NOTE: If the probabilty value is a percentage type, then and the sum of all sentence probabilty operators declared inside the entity definition should never exceed 100.

Lets continue with some examples:

%[intent with a maximum of 1k combinations]
    *[20%] first sentence ~[100 maximum combinations]
    second sentence ~[50 maximum combinations] multiplied by ~[10 maximum combinations]
    third sentence ~[400 maximum combinations]

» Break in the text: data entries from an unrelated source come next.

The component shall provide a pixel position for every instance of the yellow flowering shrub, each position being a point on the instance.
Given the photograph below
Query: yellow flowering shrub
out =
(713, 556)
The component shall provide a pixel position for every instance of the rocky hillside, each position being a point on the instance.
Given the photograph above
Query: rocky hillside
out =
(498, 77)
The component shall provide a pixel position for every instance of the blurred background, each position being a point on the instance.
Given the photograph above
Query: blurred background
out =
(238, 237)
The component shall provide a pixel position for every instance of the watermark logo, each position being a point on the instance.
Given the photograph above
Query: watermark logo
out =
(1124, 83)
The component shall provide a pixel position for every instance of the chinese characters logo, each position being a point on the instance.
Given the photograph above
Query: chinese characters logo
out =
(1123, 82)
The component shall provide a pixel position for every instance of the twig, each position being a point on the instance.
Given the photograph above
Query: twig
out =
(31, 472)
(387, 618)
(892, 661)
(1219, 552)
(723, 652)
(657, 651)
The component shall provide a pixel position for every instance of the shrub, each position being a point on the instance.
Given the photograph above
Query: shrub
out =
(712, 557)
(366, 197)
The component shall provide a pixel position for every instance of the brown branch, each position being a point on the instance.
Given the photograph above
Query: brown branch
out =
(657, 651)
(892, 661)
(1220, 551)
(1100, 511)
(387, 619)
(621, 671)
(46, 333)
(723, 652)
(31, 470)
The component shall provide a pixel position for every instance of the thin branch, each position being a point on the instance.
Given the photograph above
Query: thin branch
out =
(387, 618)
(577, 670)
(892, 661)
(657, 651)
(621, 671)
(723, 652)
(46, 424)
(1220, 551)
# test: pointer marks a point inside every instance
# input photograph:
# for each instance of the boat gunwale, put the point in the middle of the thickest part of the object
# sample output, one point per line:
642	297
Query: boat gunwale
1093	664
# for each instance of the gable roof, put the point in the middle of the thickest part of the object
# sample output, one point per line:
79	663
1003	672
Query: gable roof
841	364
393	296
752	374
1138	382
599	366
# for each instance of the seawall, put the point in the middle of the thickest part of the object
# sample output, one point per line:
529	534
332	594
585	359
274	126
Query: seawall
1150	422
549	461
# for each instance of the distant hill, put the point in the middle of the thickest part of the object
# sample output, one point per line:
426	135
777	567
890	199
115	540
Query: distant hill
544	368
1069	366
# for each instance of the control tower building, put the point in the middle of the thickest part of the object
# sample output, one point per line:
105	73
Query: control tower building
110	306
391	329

The previous example, declares 20% probabilties for the first sentence. This would be odds table for the two strategy distributions:

Max combinations % with even % with regular
sentence 1 100 20% 20%
sentence 2 500 40% 44.4444% (500*80/900)
sentence 3 400 40% 35.5556% (400*80/900)

When probabilty value is a weight with regular distribution, multiply that value with the maximum combinations for that sentence, if distribution is even, that value is the actual weighted probability. E.g.:

%[intent with a maximum of 1k combinations]
    *[2] first sentence ~[100 maximum combinations]
    second sentence ~[50 maximum combinations] multiplied by ~[10 maximum combinations]
    third sentence ~[400 maximum combinations]

And the odds table:

Max combinations even weight even % regular weight regular %
sentence 1 100 2 50% 200 18.1818%
sentence 2 500 1 25% 500 45.4545%
sentence 3 400 1 25% 400 36.3636%

NOTE: Be careful when using probabilty operator, because if the sentence reaches its max number of unique generated values, it will start producing duplicates and slowing down the generator that filters duplicates.

3 - Data Generation

The entry points for the data generation are the intent definitions, for each intent definition available:

  • If the intent does not specify the 'training' or 'testing' arguments, generate all possible unique combinations and add them to the training dataset.

  • Respect probabilty operator declarations and distribution strategy.

  • Generate unique combinations for the training and testing dataset until the provided sum of both argument numbers are reached.

  • Recursive loop references should be prevented.